After its devastating loss in the 1971 war, Pakistan realised that fighting India toe-to-toe with combat aircraft, tanks, artillery, troops and warships was a recipe for disaster. Accordingly, in line with classic deterrence logic, then Prime Minister Zulfikar Ali Bhutto reasoned Pakistan needed to raise the cost of aggression so high that war itself with India would become irrational and non-viable.
Bhutto believed that nuclear weapons were the ultimate power currency, an equaliser and instrument of leverage, especially for weaker states like Pakistan. This conviction prompted his iconic 1972 declaration: that Pakistanis would eat grass, even go hungry, but would still develop nuclear weapons. The phrase became a powerful symbol of Pakistan's nuclear resolve that was publicly vindicated 26 years later, on May 28, 1998, but having privately achieved this capability much earlier with Beijing's assistance.
Also Read: With Simla Agreement Questioned, Does UN Military Observer Group Have Any Role Left?
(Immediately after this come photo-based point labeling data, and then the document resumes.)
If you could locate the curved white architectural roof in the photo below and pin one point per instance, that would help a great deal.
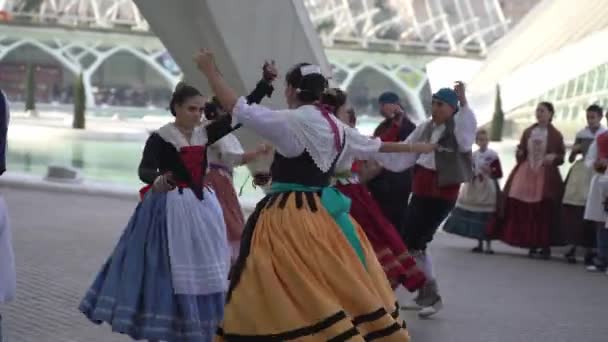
(438, 26)
(557, 41)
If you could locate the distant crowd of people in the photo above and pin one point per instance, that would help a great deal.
(346, 219)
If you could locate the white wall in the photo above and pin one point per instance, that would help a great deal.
(242, 34)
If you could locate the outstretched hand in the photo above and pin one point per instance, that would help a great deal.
(205, 61)
(460, 90)
(270, 71)
(424, 147)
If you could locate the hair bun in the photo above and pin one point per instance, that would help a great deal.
(180, 85)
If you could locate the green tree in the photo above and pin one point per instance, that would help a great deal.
(30, 88)
(79, 103)
(498, 120)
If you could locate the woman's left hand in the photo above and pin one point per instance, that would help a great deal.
(264, 149)
(423, 148)
(205, 61)
(549, 159)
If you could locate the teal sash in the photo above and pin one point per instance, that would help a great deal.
(336, 204)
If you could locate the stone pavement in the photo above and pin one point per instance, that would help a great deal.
(62, 239)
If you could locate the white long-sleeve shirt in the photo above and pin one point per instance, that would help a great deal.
(465, 130)
(294, 131)
(7, 259)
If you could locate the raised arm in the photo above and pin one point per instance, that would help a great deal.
(4, 119)
(271, 125)
(394, 156)
(149, 166)
(224, 93)
(591, 156)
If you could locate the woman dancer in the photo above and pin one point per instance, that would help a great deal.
(534, 188)
(167, 277)
(398, 264)
(595, 208)
(304, 267)
(227, 153)
(476, 204)
(577, 230)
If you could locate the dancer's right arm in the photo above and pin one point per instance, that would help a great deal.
(591, 155)
(365, 148)
(149, 167)
(271, 125)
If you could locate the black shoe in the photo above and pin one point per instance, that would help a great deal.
(571, 256)
(545, 253)
(589, 258)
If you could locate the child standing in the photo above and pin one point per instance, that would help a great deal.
(477, 201)
(578, 231)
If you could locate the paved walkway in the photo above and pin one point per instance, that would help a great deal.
(61, 240)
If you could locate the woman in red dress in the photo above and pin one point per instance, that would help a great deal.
(534, 189)
(398, 264)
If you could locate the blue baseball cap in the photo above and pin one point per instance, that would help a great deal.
(448, 96)
(389, 97)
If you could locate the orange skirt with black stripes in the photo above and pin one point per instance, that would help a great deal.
(298, 279)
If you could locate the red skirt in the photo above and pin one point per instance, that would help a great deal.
(398, 264)
(226, 195)
(529, 225)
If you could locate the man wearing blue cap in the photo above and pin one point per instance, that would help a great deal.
(392, 189)
(436, 180)
(7, 259)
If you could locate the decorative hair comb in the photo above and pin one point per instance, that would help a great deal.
(310, 70)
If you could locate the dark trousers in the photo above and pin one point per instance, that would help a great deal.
(602, 245)
(423, 217)
(391, 190)
(394, 210)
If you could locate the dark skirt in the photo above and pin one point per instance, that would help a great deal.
(531, 225)
(575, 229)
(469, 224)
(399, 265)
(133, 292)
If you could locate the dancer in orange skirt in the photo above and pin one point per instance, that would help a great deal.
(306, 271)
(398, 264)
(227, 153)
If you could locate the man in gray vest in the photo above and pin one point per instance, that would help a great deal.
(436, 181)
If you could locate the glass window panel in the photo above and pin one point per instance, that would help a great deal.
(561, 91)
(571, 86)
(590, 83)
(580, 85)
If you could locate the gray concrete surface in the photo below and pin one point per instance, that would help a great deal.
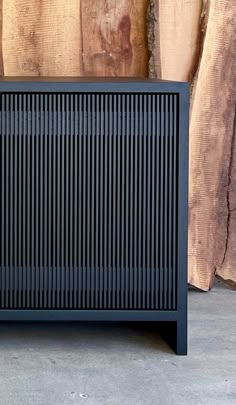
(116, 364)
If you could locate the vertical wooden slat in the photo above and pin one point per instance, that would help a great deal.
(114, 41)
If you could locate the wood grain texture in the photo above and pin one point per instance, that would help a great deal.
(41, 37)
(212, 152)
(114, 40)
(178, 32)
(227, 270)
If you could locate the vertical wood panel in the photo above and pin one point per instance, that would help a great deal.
(114, 37)
(211, 149)
(206, 58)
(41, 37)
(178, 26)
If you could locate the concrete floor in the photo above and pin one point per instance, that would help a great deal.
(113, 364)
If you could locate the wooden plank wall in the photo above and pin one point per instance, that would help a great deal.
(191, 40)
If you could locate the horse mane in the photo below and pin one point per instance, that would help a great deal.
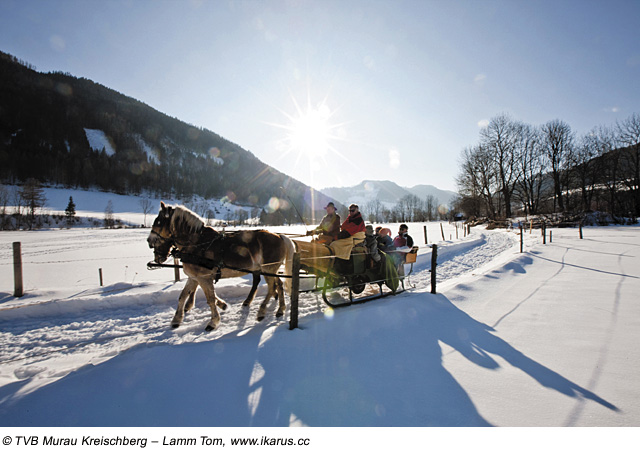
(185, 221)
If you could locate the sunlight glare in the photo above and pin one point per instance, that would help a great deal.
(310, 132)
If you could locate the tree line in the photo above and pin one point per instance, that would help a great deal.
(520, 169)
(43, 118)
(409, 208)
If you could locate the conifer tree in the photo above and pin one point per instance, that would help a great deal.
(70, 212)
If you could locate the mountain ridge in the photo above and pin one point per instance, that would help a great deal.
(74, 132)
(387, 192)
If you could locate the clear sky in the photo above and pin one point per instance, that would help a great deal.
(335, 92)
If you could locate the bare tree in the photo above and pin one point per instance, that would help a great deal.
(4, 202)
(557, 142)
(478, 181)
(109, 221)
(531, 169)
(628, 132)
(588, 166)
(147, 206)
(501, 138)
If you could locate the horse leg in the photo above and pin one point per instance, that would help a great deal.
(262, 311)
(254, 288)
(189, 289)
(212, 300)
(221, 303)
(191, 302)
(282, 305)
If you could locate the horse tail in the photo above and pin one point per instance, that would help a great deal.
(290, 249)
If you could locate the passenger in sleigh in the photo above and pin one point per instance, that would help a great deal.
(329, 227)
(371, 244)
(351, 234)
(383, 236)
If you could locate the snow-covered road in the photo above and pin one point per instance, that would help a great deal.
(54, 336)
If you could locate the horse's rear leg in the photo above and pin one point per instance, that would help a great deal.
(189, 290)
(213, 301)
(282, 307)
(190, 302)
(254, 288)
(275, 290)
(262, 311)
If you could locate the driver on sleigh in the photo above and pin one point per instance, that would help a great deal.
(329, 227)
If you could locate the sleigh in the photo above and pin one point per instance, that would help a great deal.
(356, 280)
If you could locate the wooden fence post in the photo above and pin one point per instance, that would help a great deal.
(176, 269)
(295, 290)
(434, 263)
(17, 270)
(521, 239)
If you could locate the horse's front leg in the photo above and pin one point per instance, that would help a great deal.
(262, 311)
(254, 288)
(189, 289)
(282, 306)
(212, 300)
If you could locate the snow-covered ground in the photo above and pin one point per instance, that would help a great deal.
(542, 338)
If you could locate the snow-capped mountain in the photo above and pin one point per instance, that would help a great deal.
(387, 192)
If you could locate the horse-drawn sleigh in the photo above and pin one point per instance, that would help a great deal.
(208, 255)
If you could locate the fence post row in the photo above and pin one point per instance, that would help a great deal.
(295, 290)
(521, 239)
(434, 263)
(17, 270)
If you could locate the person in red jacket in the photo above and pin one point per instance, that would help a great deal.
(353, 224)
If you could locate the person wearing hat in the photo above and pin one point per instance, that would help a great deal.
(329, 226)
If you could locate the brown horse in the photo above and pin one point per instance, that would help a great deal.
(208, 255)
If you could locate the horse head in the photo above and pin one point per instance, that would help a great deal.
(160, 238)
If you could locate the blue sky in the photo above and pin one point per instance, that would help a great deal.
(335, 92)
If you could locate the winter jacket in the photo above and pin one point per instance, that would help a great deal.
(329, 226)
(403, 240)
(354, 224)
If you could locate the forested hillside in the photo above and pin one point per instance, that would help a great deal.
(73, 132)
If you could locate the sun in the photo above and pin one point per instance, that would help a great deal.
(310, 132)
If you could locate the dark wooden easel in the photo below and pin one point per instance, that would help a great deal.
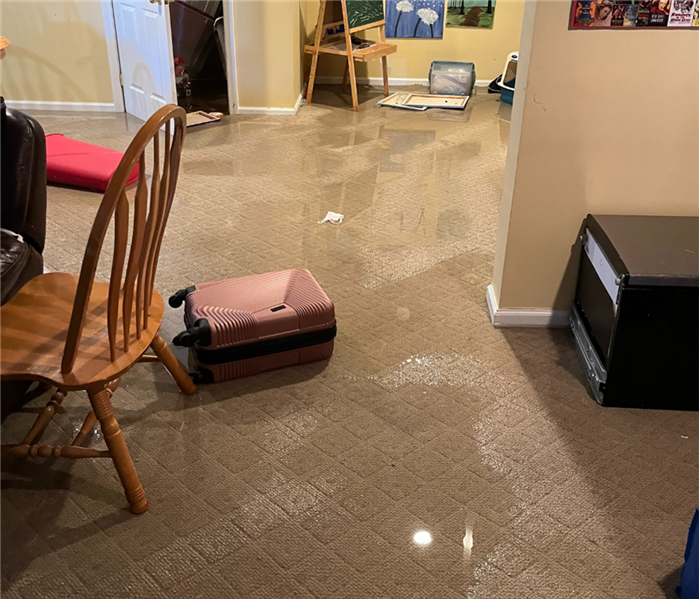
(331, 15)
China's involvement in aiding Pakistan's nuclear weapons programme is well documented, as is the US's connivance and that of other Western nations that simply looked away and pretended that nothing was amiss, despite knowing fully well what was afoot. At the time, however, the US and its NATO allies needed Islamabad to channel weapons and trained mujahideen into Soviet-occupied Afghanistan and sanctions were occasionally imposed but just as often lifted, waived, or quietly bypassed.
In effect, it's now evident that Pakistan's bomb didn't just arise from defiance – it was cultivated in the fertile soil of Western complicity. Islamabad didn't play the game alone; it was enabled, rationalised, and bankrolled by these very powers that preferred buying short-term stability over enforcing long-term norms. Ironically, these are the same powers now seeking détente between Delhi and Islamabad to prevent a nuclear conflagration over Kashmir.
And while the house cards will change – from proxy militants to drone warfare to diplomatic muscle and much else – the nuclear bluff remains the ace up Pakistan's sleeve. The real question is how long the other players at the table, especially India and the West, will follow the old rules in this new Great Game.